W tabelce Indeks Terapii znajdziesz  przykład pacjenta o nicku "Mąż Pitos", który został zdiagnozowany
z PSA powyżej 300, z licznymi przerzutami do kości. Hormonoterapia działała ponad 10 lat, i Dzidek pewnie dalej by sobie radził, ale przyplątał się rak płuc, a ten jest bezwzględny.

Trudno powiedzieć, czy koniecznie należy uświadomić pacjentowi powagę sytuacji.
Na pewno powinien być to proces stopniowy.

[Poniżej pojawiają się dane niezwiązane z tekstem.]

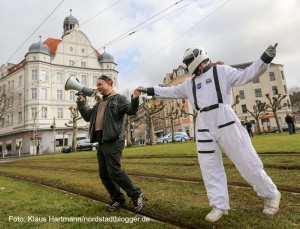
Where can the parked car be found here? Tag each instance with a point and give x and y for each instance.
(179, 137)
(66, 149)
(284, 127)
(85, 144)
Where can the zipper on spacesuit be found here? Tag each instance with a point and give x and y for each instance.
(226, 124)
(206, 151)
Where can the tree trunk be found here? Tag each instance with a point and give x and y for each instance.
(128, 132)
(277, 122)
(258, 126)
(151, 128)
(74, 139)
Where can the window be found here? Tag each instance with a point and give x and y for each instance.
(59, 113)
(242, 94)
(278, 104)
(44, 93)
(44, 112)
(83, 79)
(20, 117)
(282, 75)
(59, 78)
(34, 74)
(20, 81)
(258, 92)
(256, 80)
(95, 80)
(59, 95)
(274, 90)
(72, 95)
(33, 93)
(20, 99)
(11, 102)
(272, 76)
(285, 89)
(33, 112)
(244, 108)
(43, 77)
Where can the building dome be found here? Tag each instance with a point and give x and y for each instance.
(71, 20)
(69, 23)
(39, 47)
(105, 58)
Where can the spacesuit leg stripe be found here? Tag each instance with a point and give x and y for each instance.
(210, 151)
(210, 140)
(226, 124)
(203, 130)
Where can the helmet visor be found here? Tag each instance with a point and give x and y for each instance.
(188, 60)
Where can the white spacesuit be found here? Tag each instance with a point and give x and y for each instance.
(218, 126)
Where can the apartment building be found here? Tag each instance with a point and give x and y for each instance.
(272, 82)
(36, 95)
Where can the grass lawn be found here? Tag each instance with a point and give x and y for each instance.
(29, 205)
(183, 203)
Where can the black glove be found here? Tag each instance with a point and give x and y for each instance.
(142, 89)
(271, 51)
(269, 54)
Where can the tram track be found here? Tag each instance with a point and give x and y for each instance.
(153, 176)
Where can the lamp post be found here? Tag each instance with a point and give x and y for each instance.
(34, 132)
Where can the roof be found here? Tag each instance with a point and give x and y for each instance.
(39, 47)
(17, 66)
(245, 65)
(72, 20)
(52, 44)
(105, 57)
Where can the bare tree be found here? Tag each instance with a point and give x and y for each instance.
(236, 101)
(76, 117)
(128, 93)
(174, 112)
(150, 109)
(294, 93)
(274, 105)
(258, 109)
(6, 102)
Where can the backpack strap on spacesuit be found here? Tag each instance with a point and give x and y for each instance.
(217, 85)
(194, 93)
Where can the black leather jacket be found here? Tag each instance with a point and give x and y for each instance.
(114, 116)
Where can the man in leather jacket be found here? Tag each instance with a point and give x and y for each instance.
(107, 127)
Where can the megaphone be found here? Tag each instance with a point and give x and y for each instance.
(73, 84)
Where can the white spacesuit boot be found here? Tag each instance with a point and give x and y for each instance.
(215, 214)
(272, 205)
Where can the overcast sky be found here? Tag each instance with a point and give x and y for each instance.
(234, 31)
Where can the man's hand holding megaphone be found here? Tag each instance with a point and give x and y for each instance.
(80, 96)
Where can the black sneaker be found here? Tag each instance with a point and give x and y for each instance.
(138, 203)
(116, 205)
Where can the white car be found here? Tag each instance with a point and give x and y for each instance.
(179, 137)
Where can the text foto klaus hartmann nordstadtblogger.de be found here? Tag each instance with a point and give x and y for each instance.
(81, 219)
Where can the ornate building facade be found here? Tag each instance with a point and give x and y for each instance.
(35, 91)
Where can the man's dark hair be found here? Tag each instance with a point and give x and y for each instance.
(106, 78)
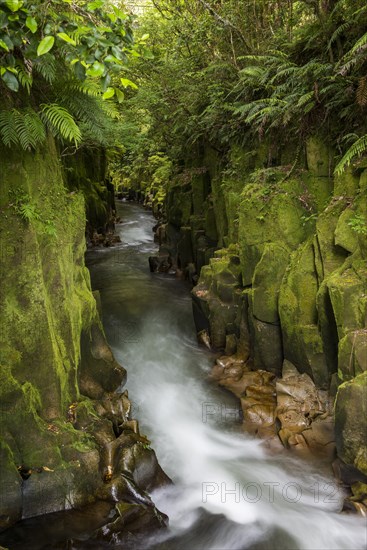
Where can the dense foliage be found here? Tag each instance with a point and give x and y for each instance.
(248, 72)
(60, 62)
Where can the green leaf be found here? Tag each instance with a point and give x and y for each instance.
(45, 45)
(31, 23)
(14, 5)
(96, 70)
(95, 5)
(110, 92)
(4, 46)
(127, 83)
(120, 95)
(66, 38)
(11, 81)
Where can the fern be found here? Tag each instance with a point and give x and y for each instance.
(354, 55)
(361, 93)
(46, 67)
(61, 122)
(21, 128)
(357, 149)
(25, 78)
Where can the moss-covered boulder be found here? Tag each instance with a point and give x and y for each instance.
(348, 294)
(303, 344)
(352, 356)
(179, 204)
(351, 422)
(269, 213)
(52, 345)
(266, 283)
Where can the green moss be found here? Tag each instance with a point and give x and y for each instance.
(269, 214)
(351, 422)
(319, 157)
(267, 279)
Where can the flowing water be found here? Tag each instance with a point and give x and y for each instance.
(229, 492)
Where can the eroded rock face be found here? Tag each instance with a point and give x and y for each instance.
(289, 409)
(67, 437)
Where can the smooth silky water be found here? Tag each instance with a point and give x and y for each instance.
(229, 493)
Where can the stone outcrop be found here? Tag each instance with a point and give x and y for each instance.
(282, 265)
(67, 437)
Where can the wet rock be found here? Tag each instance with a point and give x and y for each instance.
(351, 422)
(160, 264)
(133, 521)
(99, 371)
(204, 338)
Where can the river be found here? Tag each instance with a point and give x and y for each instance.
(229, 492)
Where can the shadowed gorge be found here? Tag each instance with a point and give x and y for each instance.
(183, 299)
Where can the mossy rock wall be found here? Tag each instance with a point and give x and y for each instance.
(300, 289)
(56, 369)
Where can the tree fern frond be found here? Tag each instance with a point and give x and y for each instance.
(8, 131)
(361, 93)
(88, 87)
(60, 122)
(356, 150)
(357, 46)
(21, 128)
(338, 32)
(46, 67)
(25, 78)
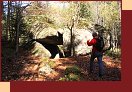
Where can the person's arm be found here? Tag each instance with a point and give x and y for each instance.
(92, 42)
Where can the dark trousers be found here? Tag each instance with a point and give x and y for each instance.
(99, 56)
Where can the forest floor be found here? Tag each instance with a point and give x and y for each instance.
(27, 68)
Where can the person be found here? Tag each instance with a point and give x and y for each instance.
(96, 54)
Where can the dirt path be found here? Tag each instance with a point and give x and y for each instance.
(27, 69)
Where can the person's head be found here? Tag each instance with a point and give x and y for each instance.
(94, 34)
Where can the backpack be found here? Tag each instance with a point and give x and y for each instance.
(99, 44)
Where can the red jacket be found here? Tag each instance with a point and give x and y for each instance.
(91, 43)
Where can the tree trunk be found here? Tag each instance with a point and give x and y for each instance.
(8, 21)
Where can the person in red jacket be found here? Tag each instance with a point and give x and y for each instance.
(96, 54)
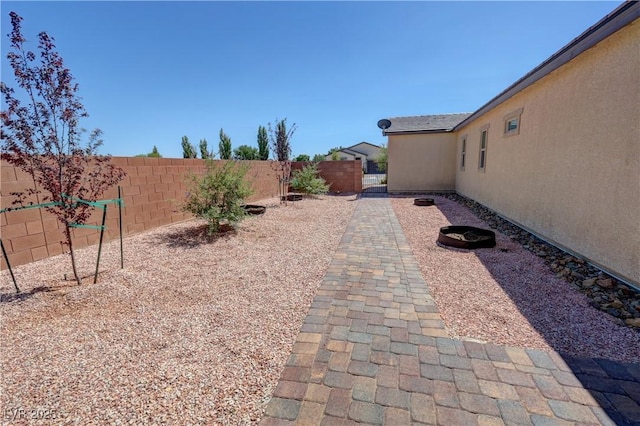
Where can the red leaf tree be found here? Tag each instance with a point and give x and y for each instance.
(43, 137)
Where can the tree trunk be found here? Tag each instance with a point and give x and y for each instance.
(73, 258)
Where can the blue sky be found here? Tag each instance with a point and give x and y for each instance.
(152, 72)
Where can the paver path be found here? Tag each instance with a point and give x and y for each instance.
(373, 350)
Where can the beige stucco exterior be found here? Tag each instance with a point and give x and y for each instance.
(572, 173)
(422, 162)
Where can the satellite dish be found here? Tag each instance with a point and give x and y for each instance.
(384, 124)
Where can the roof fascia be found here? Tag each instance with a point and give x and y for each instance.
(416, 132)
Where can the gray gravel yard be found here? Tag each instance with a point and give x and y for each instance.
(187, 333)
(507, 295)
(197, 330)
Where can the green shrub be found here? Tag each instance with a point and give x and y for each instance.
(308, 181)
(218, 195)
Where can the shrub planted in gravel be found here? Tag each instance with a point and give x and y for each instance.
(219, 195)
(308, 181)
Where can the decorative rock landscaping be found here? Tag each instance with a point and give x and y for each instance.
(606, 292)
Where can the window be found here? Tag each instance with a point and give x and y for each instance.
(463, 153)
(484, 135)
(512, 123)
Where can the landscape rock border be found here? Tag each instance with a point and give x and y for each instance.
(605, 292)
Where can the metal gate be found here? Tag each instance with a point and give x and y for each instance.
(374, 184)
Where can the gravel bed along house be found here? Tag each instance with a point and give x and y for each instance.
(507, 295)
(188, 332)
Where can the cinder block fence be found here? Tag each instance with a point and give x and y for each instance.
(153, 192)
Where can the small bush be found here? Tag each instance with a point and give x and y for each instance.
(308, 181)
(218, 195)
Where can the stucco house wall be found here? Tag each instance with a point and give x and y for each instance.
(572, 174)
(421, 162)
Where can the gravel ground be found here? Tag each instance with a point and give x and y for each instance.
(190, 332)
(507, 295)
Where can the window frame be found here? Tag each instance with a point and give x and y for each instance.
(508, 118)
(482, 154)
(463, 152)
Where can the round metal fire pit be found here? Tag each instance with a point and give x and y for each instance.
(254, 209)
(424, 202)
(467, 237)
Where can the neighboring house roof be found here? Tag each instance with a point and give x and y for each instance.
(622, 16)
(352, 151)
(425, 123)
(364, 143)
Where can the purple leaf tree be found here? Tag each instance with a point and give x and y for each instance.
(43, 137)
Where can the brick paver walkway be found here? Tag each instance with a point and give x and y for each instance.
(373, 350)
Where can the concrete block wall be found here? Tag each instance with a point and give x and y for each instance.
(153, 191)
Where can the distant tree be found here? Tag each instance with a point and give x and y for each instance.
(263, 143)
(224, 146)
(43, 137)
(246, 152)
(154, 153)
(204, 150)
(281, 139)
(188, 150)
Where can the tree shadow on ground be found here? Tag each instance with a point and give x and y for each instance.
(615, 385)
(195, 236)
(24, 295)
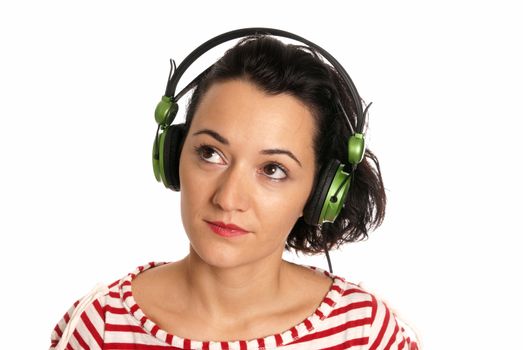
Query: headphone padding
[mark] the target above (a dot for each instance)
(312, 211)
(174, 138)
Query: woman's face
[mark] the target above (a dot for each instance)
(248, 160)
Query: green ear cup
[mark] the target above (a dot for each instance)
(336, 196)
(356, 148)
(165, 111)
(158, 159)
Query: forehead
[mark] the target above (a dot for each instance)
(247, 116)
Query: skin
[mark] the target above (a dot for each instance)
(239, 287)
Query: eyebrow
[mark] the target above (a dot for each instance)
(224, 141)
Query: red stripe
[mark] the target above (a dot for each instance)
(336, 288)
(115, 310)
(109, 327)
(384, 327)
(114, 295)
(67, 318)
(392, 338)
(351, 306)
(348, 344)
(374, 309)
(308, 324)
(136, 346)
(329, 301)
(58, 330)
(94, 332)
(279, 339)
(80, 340)
(354, 290)
(134, 308)
(99, 309)
(113, 284)
(331, 331)
(169, 339)
(294, 333)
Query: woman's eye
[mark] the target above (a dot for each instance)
(275, 171)
(208, 154)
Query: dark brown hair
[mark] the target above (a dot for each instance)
(278, 68)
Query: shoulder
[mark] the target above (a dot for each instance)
(366, 318)
(384, 329)
(84, 323)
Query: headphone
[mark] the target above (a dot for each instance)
(334, 180)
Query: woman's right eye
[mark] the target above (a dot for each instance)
(208, 154)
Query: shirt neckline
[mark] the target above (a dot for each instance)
(269, 342)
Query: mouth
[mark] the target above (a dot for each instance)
(226, 230)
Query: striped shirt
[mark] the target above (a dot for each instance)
(347, 318)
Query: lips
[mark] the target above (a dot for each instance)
(226, 230)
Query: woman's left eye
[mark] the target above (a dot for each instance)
(275, 171)
(208, 154)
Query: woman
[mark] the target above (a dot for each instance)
(263, 125)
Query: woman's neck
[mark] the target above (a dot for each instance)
(238, 292)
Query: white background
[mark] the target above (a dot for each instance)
(79, 205)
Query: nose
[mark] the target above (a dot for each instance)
(232, 190)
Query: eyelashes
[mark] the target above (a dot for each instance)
(273, 170)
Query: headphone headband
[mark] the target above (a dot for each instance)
(176, 73)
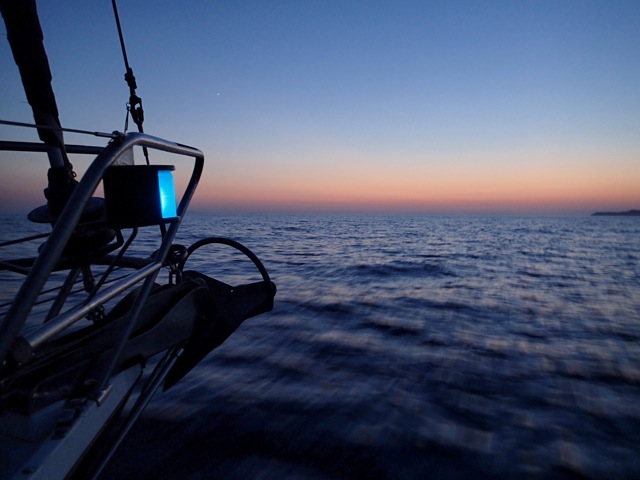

Lekarze dzielą pacjentów na tych, którzy "chcą wiedzieć", i na tych, którzy zdecydowanie  nie chcą.
Zdanie tych ostatnich też trzeba uszanować.
Odpowiedz
#10
Dzień dobry, wracając do mojej historii - analizujemy powrót taty do Polski- wyniki Psa się poprawiły ale chcemy być cała rodziną w Polsce gdyż jak pisaliście nie wiadomo ile to potrwa. W związku z tym mam pytanie- czy lek o nazwie ERLEADA 60 mg jest w Polsce refundowany ? Tata jest nim teraz leczony. W internecie widziałam, ze kosztuje on 3 tys euro. Znalazłam tez , ze niby jest refundowany ale napisane było , ze przy raku prostaty bez przerzutów. A w przypadku jeśli są przerzuty jak u mojego taty ? Nie ma już możliwości refundacji tego leku czy coś zle rozumiem ? Dziękuje za pomoc
Odpowiedz
#11
Tak na szybko udało mi się znaleźć informacje, że Erleada nie dostała rekomendacji polskiej organizacji dopuszczającej refundację. To wskazuje, że tata musiałby dostać lek o podobnym charakterze, który jest stosowany w leczenie raka prostaty.
https://ntm.pl/negatywna-rekomendacja-pr...palutamid/
Może jeszcze coś znajdę...

Pozdrawiam
Armands
Rocznik 1961
PSA WYJŚCIOWE: 09.2013 13,31 ng/ml
BIOPSJA: 10.2013 Prostatic carcinoma GS 2+2=4
PROSTATEKTOMIA RADYKALNA (klasyczna): 03.2014 w CO Bydgoszcz. Operator dr. Jerzy Siekiera.
Badanie po RP: GS 3+3=6 pT2c N0
PSA po RP: po 3 mieś. 0,028 ng/ml, od 6 m. do 6 lat od RP <0,002 ng/ml.
W ostatnim badaniu (10 lat od RP) <0,006 ng/ml
Koniec kontroli u urologa w CO
Moja historia
Wątek poboczny 

Módl się o najlepsze, przygotuj się na najgorsze.